Mother of 2009 Super Puma victim: Norway crash raises more questions

The site where a Super Puma helicopter crashed in Norway in April 2016
The site where a Super Puma helicopter crashed in Norway in April 2016

A mother who lost her son in a North Sea helicopter accident eight years ago said similarities with last year’s Norway crash raised serious questions over the safety of the aircraft.

Audrey Wood’s son, Stuart, was 27-years-old when he was killed along with 15 others when the Super Puma AS332L2 crashed off the coast of Aberdeenshire in 2009.

Another 13 people were killed in a unrelated incident off Norway last April, involving a sister model of aircraft, the EC225.

The Norway flight had been returning from the Statoil’s Gullfaks B platform to Bergen on April 29th when the main rotor blades completely detached from the aircraft.

Witnesses described a noise ‘like thunder’ or a car missing a gear as the blades broke away.

The aircraft carriage dropped 2,000ft in the last 10 seconds of its journey.

The main rotor blades were caught on video continuing to spin through the air before landing to the rocky coastline.

Norwegian crash investigators, who have been probing the cause of the 2016 accident, released an interim report yesterday – almost a year on from the fatal crash.

In the report, investigators said there were “clear similarities” between the 2009 crash and last year’s incident, both of which are believed to have involved a fatigue fracture on the main gearbox.

Mrs Wood said the findings raise serious concerns about the safety of the Airbus-made Super Puma aircraft.

She said: “Of course this raises concerns for us.

“There’s obviously a fault there.

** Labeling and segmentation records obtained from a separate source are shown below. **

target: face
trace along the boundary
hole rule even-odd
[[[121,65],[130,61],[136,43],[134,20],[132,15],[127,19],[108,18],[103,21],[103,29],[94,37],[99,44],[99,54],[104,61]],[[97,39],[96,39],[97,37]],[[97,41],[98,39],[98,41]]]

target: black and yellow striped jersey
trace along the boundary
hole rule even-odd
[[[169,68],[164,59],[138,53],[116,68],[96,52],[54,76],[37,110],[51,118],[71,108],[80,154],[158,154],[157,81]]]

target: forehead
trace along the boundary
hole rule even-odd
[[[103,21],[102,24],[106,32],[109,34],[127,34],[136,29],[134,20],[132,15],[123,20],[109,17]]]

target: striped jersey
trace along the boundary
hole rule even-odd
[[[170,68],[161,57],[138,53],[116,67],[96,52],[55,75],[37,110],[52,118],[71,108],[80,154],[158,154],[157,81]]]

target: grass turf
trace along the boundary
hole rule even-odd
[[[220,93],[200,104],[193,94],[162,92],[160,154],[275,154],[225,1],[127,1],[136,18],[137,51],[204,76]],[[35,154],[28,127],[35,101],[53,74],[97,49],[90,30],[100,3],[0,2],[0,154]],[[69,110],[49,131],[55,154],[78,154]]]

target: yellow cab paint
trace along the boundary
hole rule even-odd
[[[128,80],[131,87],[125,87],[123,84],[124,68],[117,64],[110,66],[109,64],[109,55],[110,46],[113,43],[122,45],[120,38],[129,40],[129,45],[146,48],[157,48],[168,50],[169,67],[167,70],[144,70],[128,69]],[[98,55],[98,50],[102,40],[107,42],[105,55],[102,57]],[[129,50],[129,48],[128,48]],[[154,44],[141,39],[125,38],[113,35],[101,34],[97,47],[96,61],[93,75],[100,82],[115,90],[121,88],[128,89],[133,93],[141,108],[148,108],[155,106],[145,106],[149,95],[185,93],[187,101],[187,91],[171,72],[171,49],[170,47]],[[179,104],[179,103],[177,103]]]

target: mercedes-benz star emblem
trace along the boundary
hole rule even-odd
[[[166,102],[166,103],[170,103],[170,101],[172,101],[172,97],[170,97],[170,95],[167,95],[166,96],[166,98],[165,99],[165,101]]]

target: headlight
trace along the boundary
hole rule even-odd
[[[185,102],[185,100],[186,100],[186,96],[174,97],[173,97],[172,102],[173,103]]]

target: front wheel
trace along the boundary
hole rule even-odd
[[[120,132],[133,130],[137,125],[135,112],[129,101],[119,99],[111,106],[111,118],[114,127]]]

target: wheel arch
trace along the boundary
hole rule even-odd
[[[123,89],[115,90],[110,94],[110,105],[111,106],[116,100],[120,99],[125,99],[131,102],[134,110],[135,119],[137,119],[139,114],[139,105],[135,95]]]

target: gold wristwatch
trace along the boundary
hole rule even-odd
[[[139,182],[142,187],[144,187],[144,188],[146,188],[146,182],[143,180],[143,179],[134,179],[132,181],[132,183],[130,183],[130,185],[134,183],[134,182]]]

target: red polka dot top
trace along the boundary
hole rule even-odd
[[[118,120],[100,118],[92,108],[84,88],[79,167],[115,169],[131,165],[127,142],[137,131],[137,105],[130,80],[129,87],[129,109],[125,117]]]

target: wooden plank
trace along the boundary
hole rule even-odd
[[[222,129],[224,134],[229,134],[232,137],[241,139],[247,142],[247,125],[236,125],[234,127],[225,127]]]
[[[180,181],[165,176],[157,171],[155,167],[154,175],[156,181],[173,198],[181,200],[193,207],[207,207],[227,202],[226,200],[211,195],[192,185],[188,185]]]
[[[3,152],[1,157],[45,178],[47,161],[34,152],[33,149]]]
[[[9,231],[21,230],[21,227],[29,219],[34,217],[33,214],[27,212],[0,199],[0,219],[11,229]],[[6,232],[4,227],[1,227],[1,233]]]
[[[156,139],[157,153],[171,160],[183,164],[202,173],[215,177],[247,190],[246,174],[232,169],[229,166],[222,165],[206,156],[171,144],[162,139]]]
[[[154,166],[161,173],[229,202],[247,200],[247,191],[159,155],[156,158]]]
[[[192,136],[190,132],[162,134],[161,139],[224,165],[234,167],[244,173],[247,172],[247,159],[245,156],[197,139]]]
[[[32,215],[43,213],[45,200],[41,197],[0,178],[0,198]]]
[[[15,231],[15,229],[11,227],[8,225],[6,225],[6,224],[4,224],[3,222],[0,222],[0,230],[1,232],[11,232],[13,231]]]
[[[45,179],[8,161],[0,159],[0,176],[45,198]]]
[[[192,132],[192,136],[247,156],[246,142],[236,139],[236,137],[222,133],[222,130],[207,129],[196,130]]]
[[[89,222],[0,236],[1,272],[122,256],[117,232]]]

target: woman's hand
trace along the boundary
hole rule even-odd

If it’s pre-existing in other aircraft that needs to be identified.

“If it’s a weakening of the metal then a metallurgist need to look at the materials that are being used.”

She added: “Our thoughts are with the family and friends of the Norwegian incident.

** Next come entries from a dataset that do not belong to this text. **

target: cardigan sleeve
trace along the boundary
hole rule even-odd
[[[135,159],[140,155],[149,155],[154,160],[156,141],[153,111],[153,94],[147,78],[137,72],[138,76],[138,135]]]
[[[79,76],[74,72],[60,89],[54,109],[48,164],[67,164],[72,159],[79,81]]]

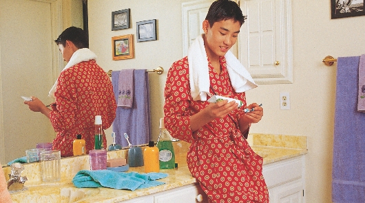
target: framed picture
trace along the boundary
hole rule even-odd
[[[129,28],[129,9],[112,12],[112,30]]]
[[[331,0],[331,19],[365,15],[364,0]]]
[[[114,36],[112,38],[112,52],[113,60],[133,58],[134,47],[133,35]]]
[[[156,19],[137,22],[137,42],[157,40]]]

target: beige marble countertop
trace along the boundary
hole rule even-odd
[[[264,158],[264,165],[307,153],[306,136],[259,134],[251,136],[253,137],[252,149]],[[116,202],[196,182],[196,180],[191,176],[186,166],[185,157],[189,144],[184,142],[177,142],[174,144],[178,168],[160,171],[168,174],[167,178],[158,180],[165,182],[164,184],[136,189],[134,191],[105,187],[76,188],[71,182],[72,178],[79,170],[90,169],[90,167],[87,168],[87,156],[81,156],[61,160],[61,180],[55,183],[42,182],[39,175],[32,171],[39,171],[39,163],[25,165],[25,169],[28,167],[28,170],[25,171],[25,174],[22,175],[26,176],[29,180],[25,184],[28,190],[12,193],[12,200],[14,202]],[[125,156],[124,150],[113,152],[108,153],[108,159]],[[8,174],[6,172],[9,170],[8,168],[4,168],[6,174]],[[131,167],[128,171],[143,173],[143,167]],[[33,176],[30,176],[32,174]]]

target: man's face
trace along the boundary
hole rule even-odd
[[[63,47],[62,44],[59,44],[59,51],[62,53],[62,57],[63,58],[63,60],[65,62],[68,62],[74,53],[71,51],[67,41],[66,41],[66,44],[65,45],[65,47]]]
[[[206,26],[205,32],[208,56],[216,58],[225,56],[237,41],[241,27],[240,22],[234,22],[232,19],[223,20],[214,23],[211,27],[209,26],[207,21],[207,23],[208,25]]]

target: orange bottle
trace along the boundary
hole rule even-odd
[[[149,141],[148,147],[145,148],[143,153],[145,173],[160,171],[159,156],[158,148],[155,146],[154,141]]]
[[[72,150],[74,151],[74,156],[86,154],[85,140],[81,139],[81,134],[78,134],[77,139],[72,143]]]

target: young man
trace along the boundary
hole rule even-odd
[[[204,34],[191,45],[187,57],[175,62],[165,89],[165,126],[172,136],[191,143],[187,161],[209,202],[269,202],[262,174],[262,158],[250,147],[250,123],[263,109],[247,107],[244,91],[256,87],[252,77],[229,51],[244,23],[236,3],[214,1],[202,23]],[[209,103],[213,95],[239,99]]]
[[[72,141],[81,134],[86,152],[94,148],[94,119],[101,115],[103,128],[112,125],[116,104],[110,79],[96,62],[96,56],[88,47],[87,36],[81,28],[70,27],[54,40],[67,62],[49,96],[55,99],[47,108],[38,98],[24,102],[34,112],[50,119],[57,132],[53,149],[62,156],[73,156]],[[105,135],[104,135],[105,137]],[[106,139],[103,141],[106,147]]]

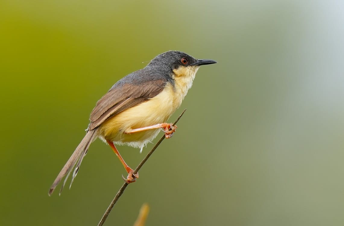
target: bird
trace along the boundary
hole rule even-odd
[[[217,63],[170,50],[119,80],[97,102],[86,135],[54,181],[49,195],[66,176],[61,194],[74,169],[70,188],[90,145],[97,138],[108,144],[124,166],[126,182],[136,181],[138,174],[133,173],[115,145],[139,148],[141,152],[161,130],[166,138],[172,137],[177,126],[166,122],[180,106],[200,66]]]

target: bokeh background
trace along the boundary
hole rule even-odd
[[[170,49],[202,66],[105,225],[344,224],[344,2],[0,2],[0,224],[95,225],[123,183],[91,145],[49,188],[117,80]],[[156,140],[155,140],[156,142]],[[119,150],[135,167],[140,154]]]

“This just brings home all our anger again.”

Statoil ruled out use of Super Puma helicopters “ever again” following last year’s accident off Turøy.

Flight restrictions on EC225s and AS332L2s remain in place in Norway and the UK.

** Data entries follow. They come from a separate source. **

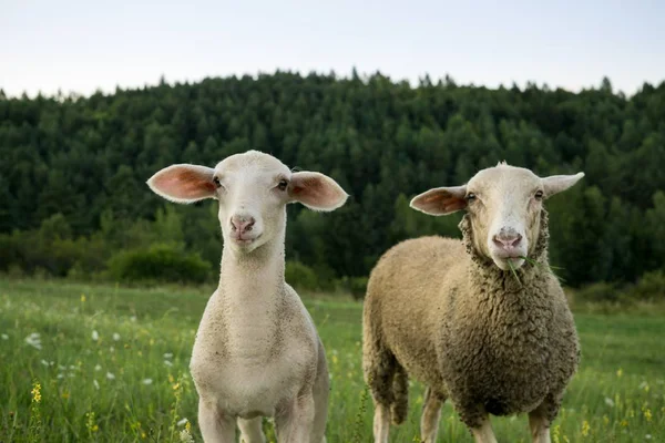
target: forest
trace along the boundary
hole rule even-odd
[[[330,214],[288,208],[287,271],[311,287],[366,277],[402,239],[459,237],[461,214],[428,217],[409,199],[499,161],[586,174],[546,202],[550,258],[567,286],[665,281],[665,82],[626,96],[608,79],[573,93],[356,72],[163,80],[91,96],[0,90],[0,272],[214,281],[216,204],[168,204],[145,181],[247,150],[351,195]]]

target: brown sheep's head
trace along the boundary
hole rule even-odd
[[[437,187],[418,195],[411,207],[429,215],[467,210],[473,247],[503,270],[519,268],[536,245],[542,202],[573,186],[584,173],[541,178],[500,163],[480,171],[467,185]],[[510,262],[509,262],[510,261]]]

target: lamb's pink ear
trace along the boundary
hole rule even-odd
[[[344,205],[347,193],[332,178],[310,172],[294,173],[288,186],[291,202],[300,202],[309,209],[334,210]]]
[[[584,177],[584,173],[577,173],[575,175],[551,175],[542,178],[545,198],[567,189],[577,183],[582,177]]]
[[[193,203],[215,196],[215,169],[197,165],[172,165],[147,181],[157,195],[175,203]]]
[[[436,187],[411,200],[411,207],[429,215],[448,215],[467,207],[467,186]]]

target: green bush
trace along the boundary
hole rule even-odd
[[[164,280],[202,282],[212,275],[212,266],[198,254],[185,253],[174,245],[122,251],[109,260],[109,275],[117,280]]]
[[[284,278],[287,284],[298,289],[316,290],[319,287],[314,269],[300,261],[286,261]]]
[[[665,300],[665,272],[662,270],[646,272],[628,291],[635,300],[662,301]]]

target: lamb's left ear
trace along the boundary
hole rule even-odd
[[[310,172],[299,172],[291,175],[288,186],[291,202],[300,202],[309,209],[334,210],[344,205],[347,193],[332,178]]]
[[[584,177],[584,173],[577,173],[575,175],[551,175],[542,178],[545,198],[567,189],[580,182],[582,177]]]
[[[215,169],[198,165],[171,165],[147,181],[157,195],[175,203],[194,203],[215,197]]]

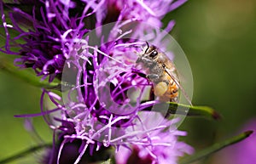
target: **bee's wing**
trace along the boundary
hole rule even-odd
[[[171,64],[171,63],[170,63]],[[172,66],[174,66],[174,65],[172,63],[171,64]],[[176,83],[176,85],[177,85],[177,87],[180,88],[181,92],[183,93],[183,94],[184,95],[185,99],[187,99],[187,101],[189,103],[189,105],[192,106],[192,103],[191,100],[189,97],[189,95],[187,94],[187,93],[185,92],[184,88],[182,87],[182,85],[179,83],[179,82],[177,81],[177,77],[175,74],[173,74],[172,69],[168,69],[167,66],[166,65],[163,65],[163,67],[165,69],[165,71],[166,71],[166,73],[172,77],[172,79],[173,80],[173,82]]]

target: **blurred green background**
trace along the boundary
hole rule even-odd
[[[184,139],[201,150],[236,134],[245,122],[256,119],[256,1],[189,1],[165,20],[170,19],[176,20],[172,34],[192,68],[193,104],[212,106],[223,116],[220,121],[183,122],[181,129],[189,133]],[[14,115],[39,112],[40,93],[0,71],[0,158],[35,144],[24,120]],[[51,131],[43,119],[36,117],[33,122],[42,138],[50,141]],[[218,163],[216,156],[201,162]]]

There were 11 passengers and two crew on last year’s flight, which plunged onto rocks on the rugged coastline near Turøy, just west of the village of Solsvik, 15 miles from Bergen’s Flesland airport.

Among the passengers was Iain Stuart, from Laurencekirk, Aberdeenshire.

The latest AIBN report said that the aircraft involved in the 2009 crash, G-REDL,had a “near identical” main rotor gearbox to the EC225 involved in last year’s incident.

Investigators added: “In both accidents, one of the eight second stage planet gears in the epicyclic module fractured as a result of fatigue. However, there was one warning of possible gear fracture in the case of G-REDL, while there was no advance warning in this accident (LN-OJF).

“In the case of G-REDL, the origin of the crack was in a section of the failed gear which was not recovered. The G-REDL report displayed a stress model prediction of crack growth in the missing section of the planet gear.

“The crack propagation path in the retrieved second stage planet gear in this accident (LN-OJF) appears to be very similar to the estimated crack growth in the G-REDL.

“The AIBN will continue the investigation into how and why two similar catastrophic accidents could happen to near identical helicopters only seven years apart. Further assessment of the followup on the G-REDL safety recommendations and the continuing airworthiness of the gearbox after 2009 is a relevant issue.”

Airbus Helicopters chief executive Guillaume Faury said: “In the course of the AIBN investigation, additional elements brought by the 2016 accident showed that there were mechanical similarities between the 2016 accident and an earlier one, in 2009. We were not aware of any related issue at the time of the 2016 accident.

“The information available to us from the 2016 accident has allowed us to take protective measures that we could unfortunately not have put in place in 2009 based on the knowledge and evidence available at the time, and also because significant parts from the 2009 accident were never recovered.”